Again, beyond the settings you can touch in systemsettings there are those in /etc/fonts/conf.d/, of which user-specific changes should be saved in ~/.fonts.conf. Looking at the contents of a vanilla (Karmic) Kubuntu installation;

$ ls /etc/fonts/conf.d/
10-antialias.conf 40-nonlatin.conf 65-nonlatin.conf
10-hinting.conf 41-ttf-arphic-uming.conf 66-wqy-zenhei-sharp.conf
10-hinting-slight.conf 44-wqy-zenhei.conf 69-unifont.conf
11-lcd-filter-lcddefault.conf 45-latin.conf 70-no-bitmaps.conf
20-fix-globaladvance.conf 49-sansserif.conf 80-delicious.conf
20-unhint-small-vera.conf 50-user.conf 89-ttf-thai-tlwg-synthetic.conf
25-ttf-arphic-uming-render.conf 51-local.conf 90-synthetic.conf
30-cjk-aliases.conf 53-monospace-lcd-filter.conf 90-ttf-arphic-uming-embolden.conf
30-defoma.conf 60-latin.conf 99pdftoopvp.conf
30-metric-aliases.conf 64-ttf-arphic-uming.conf README
30-urw-aliases.conf 64-ttf-thai-tlwg.conf
35-ttf-arphic-uming-aliases.conf 65-fonts-persian.conf
All of those are my enabled settings. They're symlinks to available configuration files in /etc/fonts/conf.avail/;

$ ls /etc/fonts/conf.avail/
10-antialias.conf 29-language-selector-ko-kr.conf 66-wqy-zenhei-sharp.conf
10-autohint.conf 29-language-selector-zh.conf 66-wqy-zenhei-sharp-no13px.conf
10-hinting.conf 30-cjk-aliases.conf 69-language-selector-ja-jp.conf
10-hinting-full.conf 30-metric-aliases.conf 69-language-selector-ka-ge.conf
10-hinting-medium.conf 30-urw-aliases.conf 69-language-selector-ko-kr.conf
10-hinting-slight.conf 35-ttf-arphic-uming-aliases.conf 69-language-selector-zh-cn.conf
10-no-sub-pixel.conf 40-nonlatin.conf 69-language-selector-zh-hk.conf
10-sub-pixel-bgr.conf 41-ttf-arphic-uming.conf 69-language-selector-zh-mo.conf
10-sub-pixel-rgb.conf 44-wqy-zenhei.conf 69-language-selector-zh-sg.conf
10-sub-pixel-vbgr.conf 45-latin.conf 69-language-selector-zh-tw.conf
10-sub-pixel-vrgb.conf 49-sansserif.conf 69-unifont.conf
10-unhinted.conf 50-user.conf 70-no-bitmaps.conf
11-lcd-filter-lcddefault.conf 51-local.conf 70-yes-bitmaps.conf
20-fix-globaladvance.conf 53-monospace-lcd-filter.conf 80-delicious.conf
20-unhint-small-vera.conf 60-latin.conf 89-ttf-thai-tlwg-synthetic.conf
25-ttf-arphic-uming-bitmaps.conf 64-ttf-arphic-uming.conf 90-synthetic.conf
25-ttf-arphic-uming-nobitmaps.conf 64-ttf-thai-tlwg.conf 90-ttf-arphic-uming-embolden.conf
25-ttf-arphic-uming-render.conf 65-fonts-persian.conf 99-language-selector-zh.conf
25-unhint-nonlatin.conf 65-khmer.conf
29-language-selector-ja-jp.conf 65-nonlatin.conf
Now, looking at the contents of conf.d, admittedly on this Karmic machine, we see both 11-lcd-filter-lcddefault.conf and 53-monospace-lcd-filter.conf are enabled.
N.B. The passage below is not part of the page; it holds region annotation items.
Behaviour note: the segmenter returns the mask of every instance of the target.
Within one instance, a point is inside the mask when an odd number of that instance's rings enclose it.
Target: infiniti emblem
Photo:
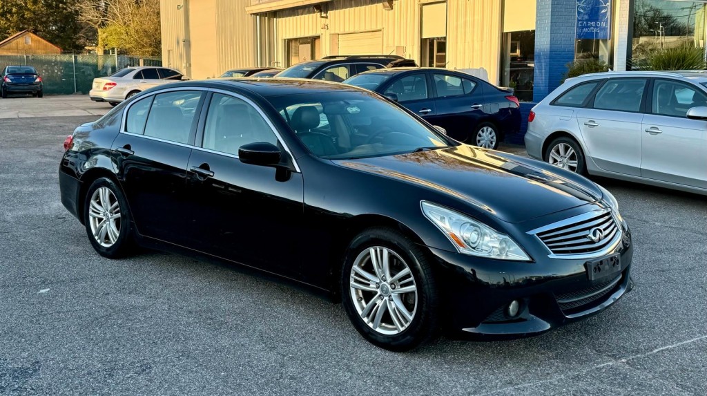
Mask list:
[[[604,230],[599,227],[595,227],[587,233],[587,239],[592,242],[597,243],[604,239]]]

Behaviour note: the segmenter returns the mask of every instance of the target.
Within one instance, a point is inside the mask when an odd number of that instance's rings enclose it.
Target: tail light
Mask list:
[[[520,107],[520,102],[518,100],[518,98],[516,98],[515,96],[513,96],[513,95],[509,95],[509,96],[506,96],[506,98],[508,99],[508,100],[510,100],[511,102],[515,103],[515,105],[517,107]]]
[[[69,135],[64,139],[64,151],[67,151],[74,146],[74,135]]]

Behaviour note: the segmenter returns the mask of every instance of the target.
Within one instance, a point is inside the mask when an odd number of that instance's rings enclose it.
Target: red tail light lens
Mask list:
[[[520,107],[520,102],[518,100],[518,98],[516,98],[515,96],[506,96],[506,98],[508,99],[508,100],[510,100],[511,102],[515,103],[516,106],[518,106],[519,107]]]
[[[64,151],[66,151],[74,146],[74,135],[69,135],[64,139]]]

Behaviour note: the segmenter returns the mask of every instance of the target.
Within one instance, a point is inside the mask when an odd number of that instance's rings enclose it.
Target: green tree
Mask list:
[[[75,0],[0,0],[0,40],[29,30],[64,51],[81,50]]]

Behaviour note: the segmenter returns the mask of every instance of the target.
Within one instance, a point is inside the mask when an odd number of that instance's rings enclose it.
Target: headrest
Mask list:
[[[319,111],[314,106],[297,107],[290,120],[290,126],[297,132],[308,131],[316,128],[319,124]]]

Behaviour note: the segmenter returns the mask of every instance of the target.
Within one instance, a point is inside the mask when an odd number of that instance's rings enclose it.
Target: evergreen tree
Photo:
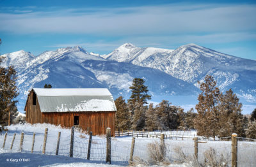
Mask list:
[[[246,138],[256,139],[256,121],[250,121],[246,130]]]
[[[153,107],[153,104],[150,103],[148,106],[148,109],[146,112],[145,124],[146,128],[150,131],[154,131],[157,129],[157,118],[155,112],[155,109]]]
[[[2,41],[0,38],[0,44]],[[0,57],[0,65],[3,61]],[[7,125],[12,123],[17,115],[14,99],[18,96],[16,87],[16,71],[13,66],[7,68],[0,66],[0,124]],[[10,121],[9,121],[10,120]]]
[[[0,63],[1,61],[0,60]],[[7,125],[12,123],[17,115],[15,98],[18,96],[16,87],[16,71],[13,66],[7,68],[0,67],[0,124]]]
[[[134,106],[134,115],[132,119],[132,129],[140,131],[145,126],[147,106],[143,106],[143,102],[136,103]]]
[[[196,117],[197,113],[194,112],[194,109],[191,108],[185,115],[184,125],[188,129],[195,129],[194,120]]]
[[[168,130],[177,129],[178,126],[177,112],[179,108],[170,106],[168,101],[163,100],[156,106],[157,117],[157,129]]]
[[[242,104],[236,94],[229,89],[220,99],[218,136],[225,137],[236,133],[239,136],[244,136],[243,117],[241,113]],[[217,123],[217,122],[216,122]]]
[[[145,81],[141,78],[134,78],[132,85],[129,87],[132,94],[128,99],[129,109],[132,120],[133,129],[142,129],[145,125],[145,112],[147,99],[150,99],[151,96],[148,94],[148,87],[144,85]]]
[[[131,128],[131,116],[128,107],[122,96],[115,101],[116,106],[115,124],[116,127],[122,129]]]
[[[219,89],[216,87],[216,82],[213,77],[207,75],[205,82],[200,85],[201,94],[198,97],[198,103],[196,109],[198,113],[195,120],[195,127],[197,134],[206,137],[215,138],[218,126],[219,112],[217,106],[220,98],[222,96]]]
[[[183,108],[177,107],[177,127],[179,129],[186,129],[185,117],[186,113],[184,112]]]
[[[132,85],[129,87],[131,90],[132,94],[128,102],[132,102],[135,105],[136,102],[143,104],[147,104],[147,99],[150,99],[151,96],[148,94],[148,89],[144,85],[145,81],[141,78],[134,78],[132,80]]]
[[[254,110],[252,112],[250,119],[252,121],[254,121],[256,120],[256,108],[255,108]]]
[[[44,88],[52,88],[52,85],[51,84],[46,84],[44,85]]]

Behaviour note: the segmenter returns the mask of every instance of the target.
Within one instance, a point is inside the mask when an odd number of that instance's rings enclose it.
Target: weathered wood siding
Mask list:
[[[42,119],[43,122],[72,127],[74,116],[79,116],[79,126],[83,130],[90,127],[93,135],[98,135],[106,134],[106,128],[110,127],[111,135],[115,136],[115,114],[113,112],[43,113]]]
[[[38,100],[36,99],[36,105],[33,105],[33,94],[32,92],[28,97],[28,103],[26,108],[26,121],[30,124],[42,123],[42,116]]]
[[[49,123],[62,127],[72,127],[74,116],[79,116],[79,126],[87,131],[90,128],[93,135],[106,134],[107,127],[111,128],[111,136],[115,136],[115,112],[79,112],[42,113],[36,96],[36,105],[33,105],[32,92],[28,97],[26,108],[26,121],[31,124]]]

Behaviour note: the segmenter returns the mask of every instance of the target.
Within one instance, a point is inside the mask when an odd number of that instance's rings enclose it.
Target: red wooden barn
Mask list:
[[[115,136],[116,108],[108,89],[40,89],[29,92],[25,106],[26,121],[49,123],[63,127],[76,126]]]

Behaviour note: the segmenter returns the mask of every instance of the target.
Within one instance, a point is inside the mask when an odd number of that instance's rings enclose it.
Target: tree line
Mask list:
[[[0,39],[0,44],[1,40]],[[3,60],[0,57],[0,64]],[[15,99],[18,96],[16,86],[16,71],[13,66],[4,68],[0,66],[0,125],[5,126],[12,124],[17,113]]]
[[[207,75],[200,83],[201,93],[195,106],[187,112],[180,106],[163,100],[155,107],[147,104],[151,99],[141,78],[134,78],[130,87],[131,96],[125,103],[122,96],[115,101],[116,127],[122,129],[169,130],[194,129],[199,136],[207,138],[239,136],[256,138],[256,108],[248,119],[241,113],[242,103],[230,89],[225,93],[216,82]]]

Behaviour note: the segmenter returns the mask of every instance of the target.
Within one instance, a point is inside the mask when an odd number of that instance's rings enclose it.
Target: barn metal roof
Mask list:
[[[115,112],[108,89],[33,88],[41,112]]]

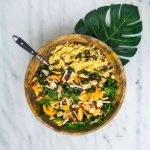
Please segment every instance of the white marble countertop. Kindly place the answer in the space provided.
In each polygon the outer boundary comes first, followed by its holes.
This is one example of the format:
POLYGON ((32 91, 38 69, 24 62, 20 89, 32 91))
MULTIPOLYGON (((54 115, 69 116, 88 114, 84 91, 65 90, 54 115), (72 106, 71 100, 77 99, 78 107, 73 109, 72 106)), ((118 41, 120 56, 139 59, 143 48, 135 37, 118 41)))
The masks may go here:
POLYGON ((145 150, 150 147, 150 0, 0 0, 0 150, 145 150), (125 66, 127 93, 114 120, 92 134, 68 136, 35 119, 24 95, 31 55, 12 41, 24 38, 34 49, 72 33, 79 18, 111 3, 139 6, 143 20, 137 54, 125 66))

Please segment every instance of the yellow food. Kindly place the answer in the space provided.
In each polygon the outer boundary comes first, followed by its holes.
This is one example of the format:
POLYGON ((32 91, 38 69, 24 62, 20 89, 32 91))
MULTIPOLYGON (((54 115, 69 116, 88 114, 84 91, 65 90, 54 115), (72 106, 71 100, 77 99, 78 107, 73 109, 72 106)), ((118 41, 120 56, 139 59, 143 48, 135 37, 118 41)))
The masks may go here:
POLYGON ((85 68, 87 71, 93 71, 94 69, 98 69, 108 64, 108 61, 106 60, 101 61, 101 57, 97 57, 97 60, 95 61, 90 59, 88 62, 85 61, 84 57, 81 58, 81 60, 76 59, 76 56, 79 53, 84 53, 86 50, 89 50, 91 55, 97 55, 97 52, 100 54, 99 49, 82 44, 65 43, 56 46, 53 50, 53 55, 49 57, 49 63, 53 64, 50 66, 50 69, 67 69, 66 63, 72 62, 70 67, 74 68, 75 72, 85 68), (57 63, 55 64, 55 62, 57 63))
POLYGON ((54 116, 57 113, 57 110, 55 110, 50 105, 48 105, 48 106, 43 105, 43 111, 49 116, 54 116))

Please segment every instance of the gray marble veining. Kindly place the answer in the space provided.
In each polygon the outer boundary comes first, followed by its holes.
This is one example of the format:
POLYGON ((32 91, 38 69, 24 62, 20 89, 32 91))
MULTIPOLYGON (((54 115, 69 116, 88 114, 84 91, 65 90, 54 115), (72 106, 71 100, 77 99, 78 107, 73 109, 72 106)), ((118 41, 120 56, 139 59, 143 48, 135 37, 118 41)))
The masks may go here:
POLYGON ((145 150, 150 147, 150 0, 1 0, 0 1, 0 150, 145 150), (111 3, 132 3, 143 21, 137 54, 125 66, 127 93, 118 115, 103 129, 83 136, 49 130, 35 119, 24 95, 24 75, 31 55, 12 34, 34 49, 73 33, 79 18, 111 3))

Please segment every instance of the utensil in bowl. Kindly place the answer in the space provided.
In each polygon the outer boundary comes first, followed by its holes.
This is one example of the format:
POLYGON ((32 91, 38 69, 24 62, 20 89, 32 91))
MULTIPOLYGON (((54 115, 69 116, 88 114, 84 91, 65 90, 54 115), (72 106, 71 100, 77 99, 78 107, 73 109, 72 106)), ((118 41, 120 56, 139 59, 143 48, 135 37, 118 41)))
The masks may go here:
POLYGON ((30 54, 35 56, 37 59, 39 59, 41 62, 49 66, 49 64, 41 56, 39 56, 38 53, 34 51, 23 39, 21 39, 17 35, 12 35, 12 38, 19 46, 21 46, 27 52, 29 52, 30 54))

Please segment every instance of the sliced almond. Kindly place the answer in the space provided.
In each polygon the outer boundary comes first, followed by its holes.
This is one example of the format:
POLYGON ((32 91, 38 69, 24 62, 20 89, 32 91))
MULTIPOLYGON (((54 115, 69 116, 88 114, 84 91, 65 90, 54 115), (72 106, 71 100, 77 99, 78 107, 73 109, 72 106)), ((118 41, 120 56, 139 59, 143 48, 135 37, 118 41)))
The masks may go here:
POLYGON ((90 81, 90 83, 91 83, 91 85, 95 86, 95 85, 97 85, 98 82, 96 80, 93 80, 93 81, 90 81))
POLYGON ((95 111, 95 108, 90 108, 90 110, 89 110, 89 112, 90 112, 91 114, 93 114, 94 111, 95 111))
POLYGON ((85 89, 88 89, 91 87, 91 84, 90 83, 87 83, 87 84, 83 84, 82 85, 82 89, 85 90, 85 89))
POLYGON ((63 111, 58 111, 58 112, 57 112, 57 117, 61 117, 61 116, 63 116, 63 114, 64 114, 63 111))
POLYGON ((86 76, 84 73, 79 74, 80 78, 88 78, 88 76, 86 76))
POLYGON ((93 116, 98 116, 100 114, 100 108, 96 109, 93 113, 93 116))
POLYGON ((103 102, 101 100, 98 100, 96 105, 97 105, 97 107, 102 107, 103 106, 103 102))

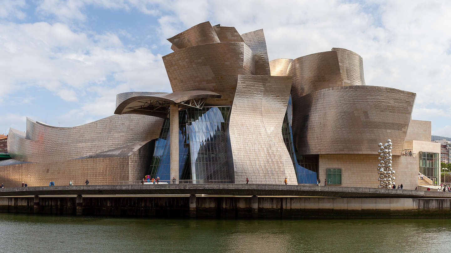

Perhaps they could be the cause of what you're experiencing, and GNOME is simply bypassing them with its own settings, while KDE does not?

Since they're symlinks, you can freely delete the files in /etc/fonts/conf.d/ to disable settings, and freely make new symlinks of the files in conf.avail into conf.d. Might want to record what the defaults were.